Different entities have come up with different payment methods to ensure that they can retain the best services from their providers. The physicians have been working with various consultative measures to allow them to work on the reimbursement methods that will define their changing demands. Ideally, the system that works best is one that enhances the contact systems in place and utilizes some of the payment structures to boost physician motivation (Bundorf et al., 2004). Capitation seemed to be a better way of dealing with the management of patients at all levels. Providers who have a specialty clause gain much more and have an easier time convincing specialized physicians into buying this idea. The main problem is that the management of care provides more opportunities for physicians to gain some form of idealized capitation so as to develop some form of satisfaction and drive care as expected. Care providers have further managed to take into consideration the collection of data to enhance the provision of services, an aspect that proves quite effective when addressing such negotiations and working on available network sessions. Financial incentives have further been found to induce some form of working mentality that seems to favor the increase of quality care in a timely manner (Cox, 2010). Provider reimbursement, as opposed to hospital reimbursement models, seems to get better at addressing attempts to improve relationships, an aspect that brought out the intended changes and health plans that assist in such risky maneuvers.

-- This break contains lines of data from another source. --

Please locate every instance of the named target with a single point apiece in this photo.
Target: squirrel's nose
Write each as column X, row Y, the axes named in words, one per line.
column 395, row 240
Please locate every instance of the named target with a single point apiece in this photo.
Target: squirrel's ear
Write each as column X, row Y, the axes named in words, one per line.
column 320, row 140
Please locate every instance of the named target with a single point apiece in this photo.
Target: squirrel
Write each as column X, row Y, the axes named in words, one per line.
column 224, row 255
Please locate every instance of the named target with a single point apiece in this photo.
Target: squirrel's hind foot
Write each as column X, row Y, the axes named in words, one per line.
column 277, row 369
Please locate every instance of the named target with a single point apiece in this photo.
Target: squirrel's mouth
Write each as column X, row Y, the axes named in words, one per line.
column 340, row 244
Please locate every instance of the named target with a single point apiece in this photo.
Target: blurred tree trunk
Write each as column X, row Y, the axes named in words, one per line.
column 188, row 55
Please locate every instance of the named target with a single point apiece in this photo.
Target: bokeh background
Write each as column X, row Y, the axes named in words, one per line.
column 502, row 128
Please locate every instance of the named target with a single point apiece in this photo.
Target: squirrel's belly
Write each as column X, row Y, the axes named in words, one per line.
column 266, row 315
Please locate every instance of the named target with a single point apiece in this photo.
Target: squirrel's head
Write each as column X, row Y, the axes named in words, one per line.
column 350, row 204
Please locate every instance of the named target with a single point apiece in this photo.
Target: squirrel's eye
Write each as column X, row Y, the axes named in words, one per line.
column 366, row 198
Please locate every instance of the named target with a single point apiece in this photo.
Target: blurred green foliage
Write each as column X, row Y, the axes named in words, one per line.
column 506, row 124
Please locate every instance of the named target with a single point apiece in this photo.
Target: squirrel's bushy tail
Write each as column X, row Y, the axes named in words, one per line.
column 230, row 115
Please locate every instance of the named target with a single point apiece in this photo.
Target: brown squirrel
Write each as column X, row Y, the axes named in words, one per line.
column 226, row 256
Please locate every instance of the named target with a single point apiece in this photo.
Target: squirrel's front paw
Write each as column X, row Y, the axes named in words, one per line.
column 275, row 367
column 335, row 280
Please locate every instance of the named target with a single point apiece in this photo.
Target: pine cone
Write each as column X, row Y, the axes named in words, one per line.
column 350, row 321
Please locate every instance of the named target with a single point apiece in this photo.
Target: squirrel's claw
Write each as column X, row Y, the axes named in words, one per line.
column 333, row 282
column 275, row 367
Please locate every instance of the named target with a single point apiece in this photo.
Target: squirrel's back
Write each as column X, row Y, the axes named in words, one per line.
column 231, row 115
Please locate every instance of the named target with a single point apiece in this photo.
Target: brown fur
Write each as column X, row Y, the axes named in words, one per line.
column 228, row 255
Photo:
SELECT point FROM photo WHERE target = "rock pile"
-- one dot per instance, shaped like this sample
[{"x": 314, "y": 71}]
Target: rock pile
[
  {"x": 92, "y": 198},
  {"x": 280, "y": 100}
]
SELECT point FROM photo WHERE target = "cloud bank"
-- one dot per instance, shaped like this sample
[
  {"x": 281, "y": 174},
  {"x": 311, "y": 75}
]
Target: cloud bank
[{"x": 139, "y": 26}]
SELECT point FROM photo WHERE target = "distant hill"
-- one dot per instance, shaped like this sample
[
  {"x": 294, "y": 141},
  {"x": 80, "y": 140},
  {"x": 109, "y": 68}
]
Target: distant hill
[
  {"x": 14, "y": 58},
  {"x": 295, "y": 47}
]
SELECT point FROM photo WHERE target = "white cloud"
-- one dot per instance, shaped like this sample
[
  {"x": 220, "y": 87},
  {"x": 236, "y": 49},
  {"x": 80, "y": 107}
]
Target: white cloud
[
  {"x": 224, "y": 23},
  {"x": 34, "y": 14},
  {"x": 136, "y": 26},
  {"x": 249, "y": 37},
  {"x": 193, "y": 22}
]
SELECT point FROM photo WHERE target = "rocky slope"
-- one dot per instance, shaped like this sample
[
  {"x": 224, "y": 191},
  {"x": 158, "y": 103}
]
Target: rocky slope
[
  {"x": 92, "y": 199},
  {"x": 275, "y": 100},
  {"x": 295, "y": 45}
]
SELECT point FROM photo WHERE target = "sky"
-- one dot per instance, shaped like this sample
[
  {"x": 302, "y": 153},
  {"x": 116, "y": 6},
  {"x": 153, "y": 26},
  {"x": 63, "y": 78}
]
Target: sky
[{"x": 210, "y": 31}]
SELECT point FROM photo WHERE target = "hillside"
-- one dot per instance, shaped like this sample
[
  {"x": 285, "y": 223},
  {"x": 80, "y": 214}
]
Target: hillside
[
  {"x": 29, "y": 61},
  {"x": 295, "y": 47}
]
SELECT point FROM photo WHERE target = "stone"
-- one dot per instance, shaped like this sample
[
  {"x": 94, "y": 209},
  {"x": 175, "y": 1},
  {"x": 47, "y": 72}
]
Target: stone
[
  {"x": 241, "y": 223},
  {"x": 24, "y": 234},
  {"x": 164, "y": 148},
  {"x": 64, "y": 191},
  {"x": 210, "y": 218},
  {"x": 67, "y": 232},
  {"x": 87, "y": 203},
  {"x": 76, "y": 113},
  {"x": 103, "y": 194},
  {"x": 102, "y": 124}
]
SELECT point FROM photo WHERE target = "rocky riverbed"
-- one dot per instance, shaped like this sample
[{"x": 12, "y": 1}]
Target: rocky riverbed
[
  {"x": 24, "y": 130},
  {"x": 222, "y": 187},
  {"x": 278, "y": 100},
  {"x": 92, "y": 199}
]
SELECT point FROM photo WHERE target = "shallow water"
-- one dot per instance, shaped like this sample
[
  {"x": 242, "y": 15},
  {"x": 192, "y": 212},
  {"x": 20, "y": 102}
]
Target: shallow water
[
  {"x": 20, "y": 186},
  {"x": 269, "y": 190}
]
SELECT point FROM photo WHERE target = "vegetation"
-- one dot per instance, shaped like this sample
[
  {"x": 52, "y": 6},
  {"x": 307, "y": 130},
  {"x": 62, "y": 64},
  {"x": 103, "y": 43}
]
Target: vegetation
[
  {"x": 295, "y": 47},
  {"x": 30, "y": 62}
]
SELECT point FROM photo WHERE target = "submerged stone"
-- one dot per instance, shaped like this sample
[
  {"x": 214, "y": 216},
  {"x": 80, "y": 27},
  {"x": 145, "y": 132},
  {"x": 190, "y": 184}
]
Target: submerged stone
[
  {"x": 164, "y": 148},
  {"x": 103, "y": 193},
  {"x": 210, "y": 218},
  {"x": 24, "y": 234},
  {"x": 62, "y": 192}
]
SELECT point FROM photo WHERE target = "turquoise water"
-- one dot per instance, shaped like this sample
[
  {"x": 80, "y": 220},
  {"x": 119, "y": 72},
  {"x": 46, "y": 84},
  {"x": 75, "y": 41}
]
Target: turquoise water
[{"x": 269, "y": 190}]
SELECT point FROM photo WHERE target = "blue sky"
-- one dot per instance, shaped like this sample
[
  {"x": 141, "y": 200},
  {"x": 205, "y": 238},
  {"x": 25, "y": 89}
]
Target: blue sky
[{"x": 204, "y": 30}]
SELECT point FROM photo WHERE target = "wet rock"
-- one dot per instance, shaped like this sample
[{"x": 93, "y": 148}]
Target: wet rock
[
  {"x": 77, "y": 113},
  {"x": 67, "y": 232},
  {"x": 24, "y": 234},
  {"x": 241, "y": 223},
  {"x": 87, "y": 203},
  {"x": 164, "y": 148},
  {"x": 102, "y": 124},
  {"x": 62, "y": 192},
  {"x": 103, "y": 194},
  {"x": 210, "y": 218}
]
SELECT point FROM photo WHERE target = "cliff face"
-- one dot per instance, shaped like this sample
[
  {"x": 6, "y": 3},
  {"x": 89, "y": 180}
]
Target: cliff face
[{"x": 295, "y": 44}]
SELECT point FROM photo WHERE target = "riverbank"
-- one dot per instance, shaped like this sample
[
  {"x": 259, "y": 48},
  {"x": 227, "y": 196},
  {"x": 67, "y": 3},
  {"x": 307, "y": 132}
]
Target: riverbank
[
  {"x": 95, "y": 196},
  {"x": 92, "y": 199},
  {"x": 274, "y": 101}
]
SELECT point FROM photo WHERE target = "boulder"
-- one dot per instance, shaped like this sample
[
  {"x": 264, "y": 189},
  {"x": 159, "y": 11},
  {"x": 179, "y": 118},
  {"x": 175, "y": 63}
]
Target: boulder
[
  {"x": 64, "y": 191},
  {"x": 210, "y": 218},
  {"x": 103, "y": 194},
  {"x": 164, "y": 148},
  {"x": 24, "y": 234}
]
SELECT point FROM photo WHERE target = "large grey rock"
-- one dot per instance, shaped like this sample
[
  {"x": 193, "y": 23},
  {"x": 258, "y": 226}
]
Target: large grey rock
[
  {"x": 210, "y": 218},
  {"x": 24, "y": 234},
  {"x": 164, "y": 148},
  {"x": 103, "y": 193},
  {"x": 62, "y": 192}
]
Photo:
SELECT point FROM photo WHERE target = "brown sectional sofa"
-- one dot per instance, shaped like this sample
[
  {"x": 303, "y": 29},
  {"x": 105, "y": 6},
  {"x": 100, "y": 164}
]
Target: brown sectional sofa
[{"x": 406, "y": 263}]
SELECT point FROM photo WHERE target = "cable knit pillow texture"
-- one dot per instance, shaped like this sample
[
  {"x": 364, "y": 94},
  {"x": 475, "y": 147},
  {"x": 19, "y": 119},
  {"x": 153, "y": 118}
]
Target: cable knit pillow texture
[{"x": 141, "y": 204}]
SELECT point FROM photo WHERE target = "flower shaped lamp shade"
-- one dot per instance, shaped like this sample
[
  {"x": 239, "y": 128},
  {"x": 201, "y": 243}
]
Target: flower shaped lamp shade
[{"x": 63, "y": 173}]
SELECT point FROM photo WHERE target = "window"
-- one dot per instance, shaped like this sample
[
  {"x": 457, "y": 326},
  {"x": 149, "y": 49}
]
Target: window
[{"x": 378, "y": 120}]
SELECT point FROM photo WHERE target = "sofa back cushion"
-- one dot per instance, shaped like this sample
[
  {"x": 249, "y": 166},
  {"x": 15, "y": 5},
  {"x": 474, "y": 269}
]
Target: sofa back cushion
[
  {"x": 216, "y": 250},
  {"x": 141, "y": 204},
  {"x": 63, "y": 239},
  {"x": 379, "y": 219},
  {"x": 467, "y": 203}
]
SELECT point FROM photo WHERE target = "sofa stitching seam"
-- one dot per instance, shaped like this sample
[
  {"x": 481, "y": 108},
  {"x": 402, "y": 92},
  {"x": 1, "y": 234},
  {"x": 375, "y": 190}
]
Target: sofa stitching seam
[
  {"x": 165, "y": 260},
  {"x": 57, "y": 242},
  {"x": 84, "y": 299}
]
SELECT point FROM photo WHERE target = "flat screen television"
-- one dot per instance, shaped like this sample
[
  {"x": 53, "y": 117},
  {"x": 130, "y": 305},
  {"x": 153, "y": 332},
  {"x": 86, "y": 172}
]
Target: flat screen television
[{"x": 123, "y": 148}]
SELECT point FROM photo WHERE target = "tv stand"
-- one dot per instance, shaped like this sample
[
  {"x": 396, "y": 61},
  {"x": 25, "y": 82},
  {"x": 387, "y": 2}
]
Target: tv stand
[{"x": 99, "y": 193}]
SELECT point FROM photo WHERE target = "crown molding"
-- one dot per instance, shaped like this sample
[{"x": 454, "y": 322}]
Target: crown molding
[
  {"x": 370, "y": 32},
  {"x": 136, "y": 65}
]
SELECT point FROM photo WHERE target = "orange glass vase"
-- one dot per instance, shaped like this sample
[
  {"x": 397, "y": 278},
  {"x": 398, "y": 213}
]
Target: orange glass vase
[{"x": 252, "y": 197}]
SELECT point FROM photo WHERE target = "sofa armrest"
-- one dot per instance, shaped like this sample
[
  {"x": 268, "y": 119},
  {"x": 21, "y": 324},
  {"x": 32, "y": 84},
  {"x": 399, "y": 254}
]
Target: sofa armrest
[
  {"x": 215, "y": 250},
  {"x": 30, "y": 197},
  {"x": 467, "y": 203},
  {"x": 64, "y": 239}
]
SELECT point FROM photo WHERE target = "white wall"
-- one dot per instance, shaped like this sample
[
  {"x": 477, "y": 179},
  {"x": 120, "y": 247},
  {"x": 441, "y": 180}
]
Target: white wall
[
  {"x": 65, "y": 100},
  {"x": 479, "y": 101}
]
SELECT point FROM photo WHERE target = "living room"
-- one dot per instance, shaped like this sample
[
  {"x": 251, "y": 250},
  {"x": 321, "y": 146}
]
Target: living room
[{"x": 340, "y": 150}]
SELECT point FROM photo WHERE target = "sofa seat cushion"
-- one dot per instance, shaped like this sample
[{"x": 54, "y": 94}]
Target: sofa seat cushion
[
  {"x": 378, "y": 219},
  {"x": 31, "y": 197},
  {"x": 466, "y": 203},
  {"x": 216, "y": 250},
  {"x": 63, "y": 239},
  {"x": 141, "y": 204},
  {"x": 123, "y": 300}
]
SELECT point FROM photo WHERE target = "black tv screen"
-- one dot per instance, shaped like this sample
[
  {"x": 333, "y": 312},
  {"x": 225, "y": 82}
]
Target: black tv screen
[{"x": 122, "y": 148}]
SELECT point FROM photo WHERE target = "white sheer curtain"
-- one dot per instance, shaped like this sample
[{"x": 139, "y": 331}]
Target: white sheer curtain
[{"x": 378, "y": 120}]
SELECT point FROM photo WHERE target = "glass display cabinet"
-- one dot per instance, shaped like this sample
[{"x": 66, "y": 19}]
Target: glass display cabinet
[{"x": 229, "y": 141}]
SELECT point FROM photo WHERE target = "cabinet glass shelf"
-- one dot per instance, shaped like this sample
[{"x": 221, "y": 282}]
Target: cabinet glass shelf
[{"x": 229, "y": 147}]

With the PPACA legislated, new methods are needed to meet the demands of the managed care organizations. Health centers currently expect the presence of more patients since the act expands coverage to more individuals. Medical homes have been considered as an important part of the payment structures presented (Bundorf et al., 2004). Modes used in this case consider primary care payment based on the focus on the coordination of care and tracking of the health development in an area. The use of bundled payments has been discussed too where an episode of care has been considered as an alternative. Shared savings have also been used in different programs that assist in the collaboration of payment models and rewarding physician groups so as to reduce overall spending (Cox, 2010). Certainly, this allows for easier development of new measures to assure physicians of their fees. The equations used must reflect on the pay models in questions because the patients will require a simple way of handling the new network models. Ultimately, dealing with new information requires an understanding of the changing market forces.
References
Bundorf, M K. et al. (2004). The impact of managed care on the treatment, costs, and outcomes of fee-for-service medicare patients with acute myocardial infarction. Health Serv Res. 39(1): 131–152.
Cox, T. (2010). Legal and ethical implications of healthcare provider insurance risk assumption. JONAS Healthcare Law, Ethics, and Regulation. 12(4): 106–16.